Critical: Use boolean True, not string "html" — Bright Data validation rejects strings.
Bright Data Premium Domains (Cost Note)
LinkedIn, Glassdoor, and other heavily-protected job boards may be classified as Premium Domains in your Bright Data zone (updated quarterly). API call syntax is identical — but cost per request is higher. Check your zone's Premium Domains list if costs spike unexpectedly.

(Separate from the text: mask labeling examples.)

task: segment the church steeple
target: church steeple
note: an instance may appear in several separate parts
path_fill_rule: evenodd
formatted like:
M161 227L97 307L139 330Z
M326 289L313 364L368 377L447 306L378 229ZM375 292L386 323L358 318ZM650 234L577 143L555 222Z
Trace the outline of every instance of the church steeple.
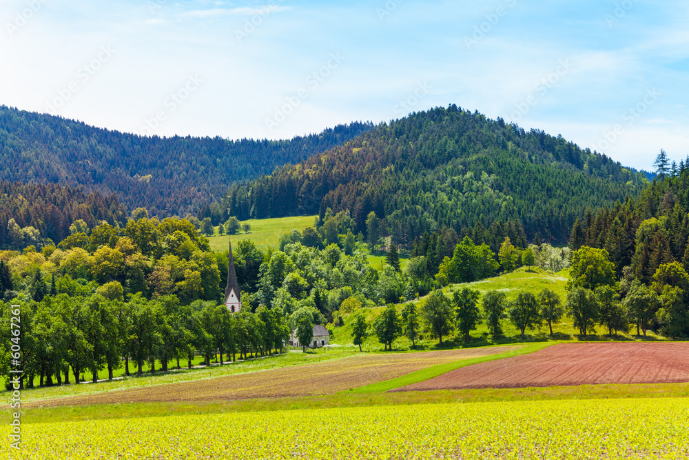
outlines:
M229 241L229 257L227 261L227 286L225 288L225 305L232 313L238 313L242 309L242 292L237 282L234 270L234 258L232 257L232 241Z

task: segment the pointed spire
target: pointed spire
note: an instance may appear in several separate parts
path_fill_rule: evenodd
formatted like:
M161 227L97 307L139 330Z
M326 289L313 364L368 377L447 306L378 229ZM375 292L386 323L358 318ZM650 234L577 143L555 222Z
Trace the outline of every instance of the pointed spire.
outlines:
M242 302L242 293L239 289L239 283L237 282L237 274L234 270L234 258L232 257L232 241L229 241L229 257L227 261L227 286L225 288L225 303L229 297L230 292L234 290L234 294L237 296L236 301L240 304Z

Playwright Stealth (2026 Enhancement)
For Tier 3, consider installing playwright-stealth to patch headless browser fingerprints — reduces detection on Cloudflare/advanced bot-protected sites:
pip install playwright-stealth
# Optional enhancement in phoenix_scraper.py Tier 3:
from playwright_stealth import stealth_sync
stealth_sync(page)
The base Playwright tier works without this, but stealth patching significantly improves success rates on heavily protected sites (Coupang, Naver, etc.) as of 2026.
URL Formatting
- CWJobs/TotalJobs: use hyphen-slugs —
finance-systems-consultantNOTfinance+systems+consultant - Glassdoor:
https://www.glassdoor.co.uk/Job/united-kingdom-{slug}-jobs-SRCH_IL.0,14_IN2_KO15,{end}.htm
Environment Variables
BRIGHT_DATA_API_KEY=<key> # Bright Data API key
BRIGHT_DATA_ZONE=job_search_scraper # Default zone (override per-call)

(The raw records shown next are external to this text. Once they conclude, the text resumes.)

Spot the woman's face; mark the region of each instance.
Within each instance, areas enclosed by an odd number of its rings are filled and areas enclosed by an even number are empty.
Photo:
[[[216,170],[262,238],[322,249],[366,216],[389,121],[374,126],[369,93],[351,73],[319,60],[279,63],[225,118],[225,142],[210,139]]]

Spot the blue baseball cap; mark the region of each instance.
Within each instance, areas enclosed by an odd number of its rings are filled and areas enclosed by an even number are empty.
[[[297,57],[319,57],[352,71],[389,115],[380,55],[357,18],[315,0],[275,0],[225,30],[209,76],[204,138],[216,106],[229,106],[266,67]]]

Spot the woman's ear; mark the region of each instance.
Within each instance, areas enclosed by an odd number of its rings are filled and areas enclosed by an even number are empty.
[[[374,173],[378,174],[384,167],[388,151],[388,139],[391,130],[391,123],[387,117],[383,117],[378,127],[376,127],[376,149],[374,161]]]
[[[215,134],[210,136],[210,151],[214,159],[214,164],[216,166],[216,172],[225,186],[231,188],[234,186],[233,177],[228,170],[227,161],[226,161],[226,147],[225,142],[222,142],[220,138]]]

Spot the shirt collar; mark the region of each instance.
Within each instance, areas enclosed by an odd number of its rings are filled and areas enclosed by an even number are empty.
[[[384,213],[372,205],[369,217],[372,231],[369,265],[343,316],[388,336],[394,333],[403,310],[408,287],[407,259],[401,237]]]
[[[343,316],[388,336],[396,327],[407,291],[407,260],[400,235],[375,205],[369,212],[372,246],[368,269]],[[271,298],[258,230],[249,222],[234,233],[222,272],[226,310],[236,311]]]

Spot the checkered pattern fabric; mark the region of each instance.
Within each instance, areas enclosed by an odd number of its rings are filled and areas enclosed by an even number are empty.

BRAVE_API_KEY=<key> # Brave Search API key
X_BEARER_TOKEN=<token> # X API v2 bearer token (for X.com)
X.com Monitoring
For X/Twitter, use X API v2 (not scraping). See references/x-api.md for endpoint details and rate limits.
Error Handling
All tiers log failures before escalating. On total failure, returns {"success": False, "html": "", "method": "all_failed", "error": "<reason>"}.
Never raises exceptions — always returns a result dict.